00:16 airlied: q66: that's like cacheline dirt, due to something on aarch64 not working like something on x86
00:28 q66: airlied: yeah it seems oddly regular
00:30 q66: on ppc64le things work fine, as they do on x86
00:30 q66: i have a honeycomb lx2 aarch64 machine where i had this gpu and that worked well
00:30 q66: i haven't tested it in a while with the same software as on the altra though
00:30 q66: but this could easily be specific to this board
00:31 q66: some stuff appears more affected than other stuff
00:31 q66: e.g. gnome-shell itself is largely clean
00:34 airlied: generally I think we end up blaming memcpys
00:34 kode54: I have some CCS dirt
00:35 kode54: https://f.losno.co/v/CCS_video_frame_blitting_errors.mp4
00:35 kode54: I'll add it to the Intel Xe issue I started on the Mesa tracker
00:35 kode54: not sure if it's Mesa or the kernel to blame
00:37 q66: airlied: oh, you think my libc's memcpy impl could be at fault?

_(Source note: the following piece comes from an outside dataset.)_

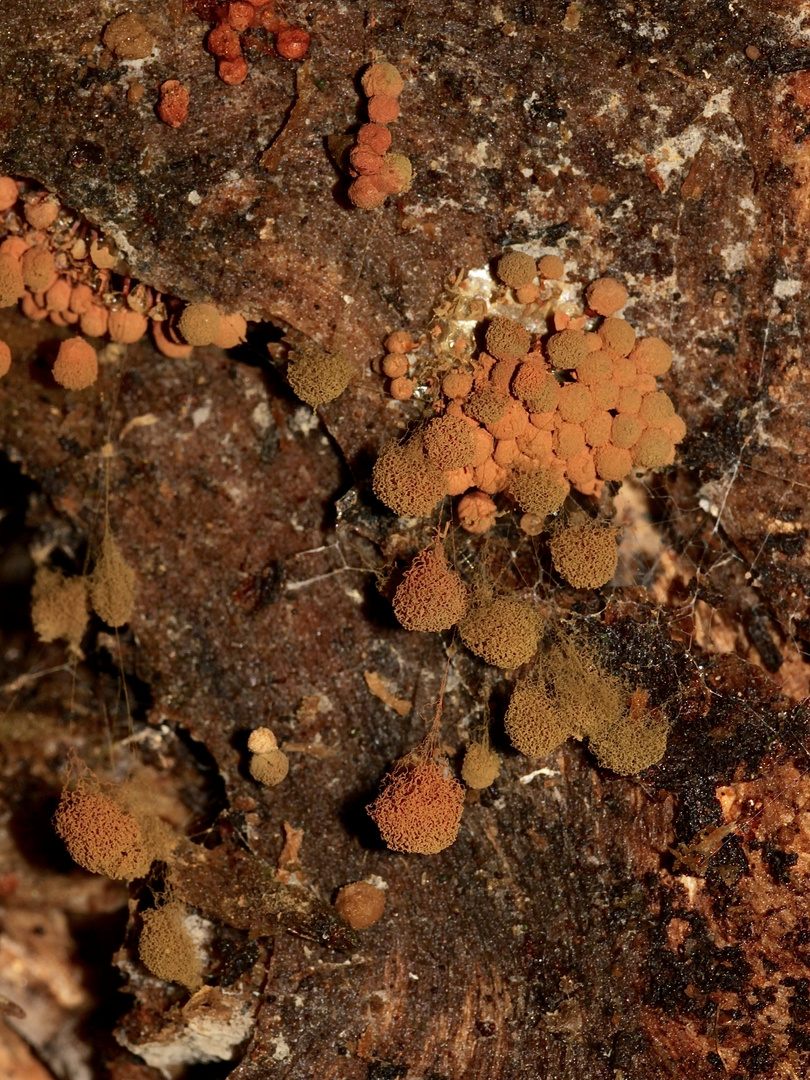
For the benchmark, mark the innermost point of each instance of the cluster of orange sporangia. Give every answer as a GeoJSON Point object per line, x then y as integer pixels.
{"type": "Point", "coordinates": [534, 418]}
{"type": "Point", "coordinates": [378, 171]}
{"type": "Point", "coordinates": [56, 267]}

00:39 airlied: it's usually due to vram being mmap to userspace and something in hw messing that up
00:39 airlied: https://gitlab.freedesktop.org/mesa/mesa/-/issues/3274 that sort of thign
00:41 q66: airlied: ah, musl uses that memcpy impl on aarch64 now
00:41 q66: so https://gist.github.com/jnettlet/f6f8b49bb7c731255c46f541f875f436 should apply
00:41 q66: lemme try getting that in and see what happens
00:41 q66: even though i just turned off the box :p
00:56 q66: airlied: hm guess not
00:56 q66: tried both applying the patch as well as dropping musl's aarch64-assembly memcpy and it's still equally busted
02:10 DUOLabs[m]: Does anyone know how exactly does venus on the guest send Vulkan commands to qemu/virgl on the host?
02:14 airlied: via virtio
02:20 DUOLabs[m]: That doesn
02:20 DUOLabs[m]: That doesn't make things any more clear.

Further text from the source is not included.